You can spend a king's ransom taking your kids on a vacation, for example, and all your daughter will keep talking about is the luxe dispenser of lemon-infused water in the lobby of the Atlanta Airport Hilton Garden Inn. Or, on the flip side, you can go to great lengths to procure a pet hedgehog, and while taking a bath your son will tell his grandma that what "stuck with him" about these efforts it that they were so focused on his happiness.
My parents are now in their late seventies, and our relationship has never been better: they've both mellowed considerably with age, and I'm trying to make the most of our remaining years together. I'm determined to not argue with them over petty things or regress into old dynamics. As an only child and a mother of two children myself now, I realize that the only things that really matter at all after you become a parent is that you live to see your kids grow up and that you check out of this planet before they do. My parents are on track for that, and I'm glad.
I moved to Alaska when I was 27. I'm turning 45 this year and my daughter, Paige, will be 15. My son, Isaac, will be 12. My life feels split into two very distinct halves: my childhood and young adulthood in New York City with a brief stint in Rhode Island for college, and my adult life in Alaska where my kids were born, where I built my career as a lawyer, and where I stumbled into my non-monetized side-hustle as a blogger and activist.
But a few times a year, I return to the 1,200 square foot of Bronx apartment where I grew up and where my parents still live most of the time. When I do, it feels like I've entered a wormhole in the space-time continuum. I sleep in my childhood bedroom cocooned by detritus from all phases of my early life: a tacky sculpture I spent $100 of 1990s babysitting money on. An old Cabbage Patch Kid I wanted and lobbied for with a burning passion. A box of Sculpey beads I made. I go into sort of a fugue state then, picking up one object after the other and tripping out on nostalgia, contemplating dumpster services and estate sales and Marie Kondo while simultaneously wondering how I'll ever let go of any of this junk. It's like shopping at Costco, but sadder and without the risk of impulse-buying an inflatable standup paddle board.
My mom has slowly overtaken the drawer space in my old bedroom with paperwork and stationery, but I discovered on a recent visit that one drawer remains relegated--or, more charitably, dedicated--to my old artwork and journals.
It was in here that I found The Egg Picture.
The Egg Picture, which I drew when I was eight and still very into making art, had assumed an outsized role in my mind as a literal poster for parental failings. I remember meticulously drawing this at my dad's office in a midtown publishing company, waiting for him to be done working for the day. When I was finished I showed it to him and insisted that he mail it straight to The New Yorker, because they'd obviously want it for the cover of their April issue. Always direct and never one to adjust his tone or delivery to the age of his audience, my dad said bluntly: "well, you can try, but that's never going to happen."

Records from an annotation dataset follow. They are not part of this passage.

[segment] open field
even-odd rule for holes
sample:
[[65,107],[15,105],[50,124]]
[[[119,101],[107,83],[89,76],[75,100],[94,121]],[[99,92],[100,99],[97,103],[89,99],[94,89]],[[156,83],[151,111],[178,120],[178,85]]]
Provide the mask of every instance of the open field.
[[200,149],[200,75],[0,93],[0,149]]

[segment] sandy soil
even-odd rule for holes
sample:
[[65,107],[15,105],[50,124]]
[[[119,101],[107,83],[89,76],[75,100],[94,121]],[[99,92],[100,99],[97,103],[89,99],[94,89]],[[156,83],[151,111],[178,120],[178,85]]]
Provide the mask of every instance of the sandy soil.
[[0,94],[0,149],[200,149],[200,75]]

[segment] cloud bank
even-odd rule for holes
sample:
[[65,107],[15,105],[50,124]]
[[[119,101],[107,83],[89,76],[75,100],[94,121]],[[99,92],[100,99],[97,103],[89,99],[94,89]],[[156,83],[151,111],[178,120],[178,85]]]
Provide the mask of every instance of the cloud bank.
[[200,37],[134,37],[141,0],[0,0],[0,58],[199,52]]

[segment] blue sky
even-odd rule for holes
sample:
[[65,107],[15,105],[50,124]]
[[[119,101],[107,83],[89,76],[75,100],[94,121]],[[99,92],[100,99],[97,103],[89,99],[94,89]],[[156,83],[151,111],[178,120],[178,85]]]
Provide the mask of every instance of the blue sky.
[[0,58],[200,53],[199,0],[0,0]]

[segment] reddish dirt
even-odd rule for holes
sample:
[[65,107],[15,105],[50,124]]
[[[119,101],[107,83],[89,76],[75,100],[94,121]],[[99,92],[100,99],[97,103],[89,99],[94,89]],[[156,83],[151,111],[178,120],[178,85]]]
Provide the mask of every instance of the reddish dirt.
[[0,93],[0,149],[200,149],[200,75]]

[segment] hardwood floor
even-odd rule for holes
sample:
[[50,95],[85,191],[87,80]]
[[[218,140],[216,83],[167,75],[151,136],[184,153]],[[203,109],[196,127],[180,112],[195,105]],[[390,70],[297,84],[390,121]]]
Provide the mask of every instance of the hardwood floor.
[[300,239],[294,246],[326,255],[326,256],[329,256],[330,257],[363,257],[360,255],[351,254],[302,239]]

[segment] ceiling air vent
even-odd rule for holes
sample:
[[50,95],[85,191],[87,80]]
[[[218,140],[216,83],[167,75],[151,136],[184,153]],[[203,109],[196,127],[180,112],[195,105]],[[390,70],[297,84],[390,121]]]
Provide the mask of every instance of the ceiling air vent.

When I reminded my dad of this incident a couple of years ago, I did so through tears of laughter, not recrimination or sadness. "That was a terrible thing to say! Why did I say that?!" he protested. "Exactly, dad! You could've just lied like Mr. Pahlka (my high school English teacher) and said you were positive you'd see my work in The New Yorker someday."
I couldn't believe my stroke of luck in stumbling on the original Egg Picture. I was thrilled to find it but it also made me sad for myself, my somewhat lonely and depressed childhood where I retreated into art and writing, and then also sorry for my dad for saying something off-handed that stuck with me in a "bad" way. I reminded him that he's said plenty of things that have stuck with me in good ways, too, and that parents are only human after all.
I decided to take the egg picture home to Alaska and frame it, which is kind of weird, because my kids also make plenty of great art that I've framed and hung on my walls, and what sane adult frames their own childhood art?
But The Egg Picture serves a higher purpose, I think. It's a good reminder that there have never been any grownups in the room. They've all just been making it up as they go along, this whole entire time. We're never done growing up, and we are always fragile and beautiful. Each one of us is a colorful, delicate, self-contained tiny and unique world unto itself. We are each of us in free fall, with the perpetual risk and inevitable fate of ultimately breaking open, all while carrying the persistent hope of developing into something magical and new.